One of the best ways to get feedback from your customers is through a web-based survey. A web-based survey will make it possible for you to get feedback from customers who would probably have been unresponsive to other types of surveys. For instance, there are customers who would view it as ‘too much work’ to take part in phone-based surveys. But once they are given the opportunity to relay their feedback online, it looks convenient to them. Similarly, there are customers who would be hesitant to give candid feedback in face-to-face in-store interviews. But once they have a chance to relay their feedback over the Internet, they find it easier to give their opinions with the necessary candor. In a similar manner, customers who would have viewed it as ‘too much work’ to give feedback through snail mail (or even through email) may be better inclined to give the feedback, if they are offered a chance to do so through an online survey.
The success of a web-based customer survey depends on how well designed it is. You therefore need to take some time to design the survey properly, before going ahead to launch it. In the process of designing a web-based customer survey, you will need to:
- Make a decision on the survey objectives: So the key question you need to ask yourself here is as to what you will be seeking to achieve through the survey. This is important, because you have to start with the end in mind, if at all you are to achieve any level of success in any endeavor. Customer survey objectives differ. You may find one business undertaking a customer survey to (just) find out whether customers are getting satisfied with whatever it is selling. You may find another business undertaking a customer survey to get suggestions from customers on how to improve on its merchandise/services. You may find yet another business undertaking a customer survey to simply show the customers that their views matter (you know, as part of a broader customer retention strategy)… So they are so many reasons as to why a business can launch a customer survey. You have to figure out why exactly, in your case, you are undertaking the survey. The decision you make in that regard will then tell you what the best way to craft and launch the survey is.
- Make a decision on the format of the survey: Will the survey take the form of questions that the customers are expected to give answers to? Or will the survey be one where customers are to be given a blank space to write about their shopping experiences? If you have opted for questions, what form would the questions take? Would you be opting for a survey where there are very many questions, or one with just a few questions? Will you be running the survey on a webpage that is part of your business’ website, or would you be setting up a separate website on which to run the survey? Those are some of the questions you need to ask yourself while making a decision on the format of the survey.
- Make a decision on how you are to get customers to participate in the survey: Will you, for instance, be including a message in the customers’ receipts, telling them to consider taking part in the survey? Or are you to run an advertising campaign, targeted at your customers, telling them to take part in the survey? Or would you be opting for a system where you have the checkout staff at your stores inviting the customers to consider taking part in the web-based survey? Will you be linking the survey to a sweepstakes drawing in order to get more people to take part in it? Or will you be offering discount codes to the customers who complete the survey? Those are some of the important considerations here.

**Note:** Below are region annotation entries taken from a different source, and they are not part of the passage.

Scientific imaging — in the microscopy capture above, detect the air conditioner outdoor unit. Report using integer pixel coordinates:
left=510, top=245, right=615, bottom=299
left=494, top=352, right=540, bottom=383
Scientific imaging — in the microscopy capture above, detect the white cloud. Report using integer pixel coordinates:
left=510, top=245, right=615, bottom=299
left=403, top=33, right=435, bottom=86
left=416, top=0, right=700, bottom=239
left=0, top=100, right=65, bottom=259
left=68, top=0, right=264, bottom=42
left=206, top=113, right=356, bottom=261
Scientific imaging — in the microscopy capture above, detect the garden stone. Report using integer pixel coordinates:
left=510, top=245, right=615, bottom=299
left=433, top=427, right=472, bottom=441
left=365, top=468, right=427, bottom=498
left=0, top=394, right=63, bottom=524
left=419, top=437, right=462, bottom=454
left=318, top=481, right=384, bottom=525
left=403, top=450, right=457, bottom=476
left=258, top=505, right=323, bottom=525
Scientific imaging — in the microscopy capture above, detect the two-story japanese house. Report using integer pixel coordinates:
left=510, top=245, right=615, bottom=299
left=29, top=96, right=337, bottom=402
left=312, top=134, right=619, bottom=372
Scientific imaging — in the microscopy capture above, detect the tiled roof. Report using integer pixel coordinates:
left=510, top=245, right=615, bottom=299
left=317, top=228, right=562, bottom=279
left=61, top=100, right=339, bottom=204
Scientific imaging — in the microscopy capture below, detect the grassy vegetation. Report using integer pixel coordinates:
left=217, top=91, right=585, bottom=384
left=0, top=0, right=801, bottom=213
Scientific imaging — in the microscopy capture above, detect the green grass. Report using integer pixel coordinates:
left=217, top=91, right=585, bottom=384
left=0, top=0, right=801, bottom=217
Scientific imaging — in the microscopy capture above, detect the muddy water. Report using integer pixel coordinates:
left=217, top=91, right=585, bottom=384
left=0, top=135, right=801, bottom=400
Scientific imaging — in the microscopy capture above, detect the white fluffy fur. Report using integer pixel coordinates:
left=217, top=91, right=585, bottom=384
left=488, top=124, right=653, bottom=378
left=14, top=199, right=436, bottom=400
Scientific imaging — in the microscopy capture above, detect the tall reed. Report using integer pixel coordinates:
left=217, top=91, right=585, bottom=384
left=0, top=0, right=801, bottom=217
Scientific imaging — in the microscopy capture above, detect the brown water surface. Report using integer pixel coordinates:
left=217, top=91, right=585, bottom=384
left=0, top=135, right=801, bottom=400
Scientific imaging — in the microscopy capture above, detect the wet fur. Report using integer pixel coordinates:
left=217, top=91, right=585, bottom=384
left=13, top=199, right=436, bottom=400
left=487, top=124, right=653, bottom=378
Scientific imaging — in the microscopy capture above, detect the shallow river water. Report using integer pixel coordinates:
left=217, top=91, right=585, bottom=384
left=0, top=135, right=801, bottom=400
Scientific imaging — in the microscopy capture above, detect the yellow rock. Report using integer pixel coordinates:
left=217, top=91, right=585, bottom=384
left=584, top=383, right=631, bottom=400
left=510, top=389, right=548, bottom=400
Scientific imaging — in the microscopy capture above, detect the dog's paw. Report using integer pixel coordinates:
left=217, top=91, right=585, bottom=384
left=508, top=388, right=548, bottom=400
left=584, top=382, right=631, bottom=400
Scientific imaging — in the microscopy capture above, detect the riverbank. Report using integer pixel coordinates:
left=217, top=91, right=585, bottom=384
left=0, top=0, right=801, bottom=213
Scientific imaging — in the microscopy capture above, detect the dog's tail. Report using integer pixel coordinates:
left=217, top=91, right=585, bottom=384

- Create the customer survey webpage: You can have a webpage where the customers would be entering some details from their receipts (the receipts they obtained after shopping at your stores). Then, after entering the details from the receipts – and hence proving that they really are your customers – they can be served with the survey questions. The most important thing is to ensure that the survey webpage is one that encourages to continue with the survey, rather than one that discourages them from doing so. The webpage should be one that works well both on the traditional computing devices (desktop computers and laptops) and in mobile computing devices. This is important because inevitably some people, possibly majority of the people, will attempt to complete the web-based survey on their mobile devices.
- Undertake a pilot trial of the customer survey: This is an important part of the survey design process. The idea is to see how well the customers respond to the survey, and whether there are parts of the survey that need to be tweaked, before it is officially launched. You may involve a limited number of customers in the pilot trial.
- Act on the findings from the pilot trial of the customer survey: For instance, the pilot trial may reveal that some of the survey questions are ambiguous. So your bit there would be to come up with clearer survey questions. Or the pilot trial may reveal that many of the customers who start the survey don’t complete it. In this case, the action to take would be to consider shortening it or dealing with whatever other issues that are making the customers not complete the survey.
- Figure out how the survey findings are to be acted upon: This is another easily overlookable (yet critical) part of the survey design process. It is important to first make a decision on how the feedback received from the customers through the web-based survey is to be conveyed to the respective departments in the business. It is also important to consider empowering the various line managers to make the (sometimes difficult) decisions they will need to make, on basis of the feedback received from customers through the survey. If you don’t deal with these issues at the survey design stage, you will end up in a situation where you won’t know what to do with the feedback received from customers.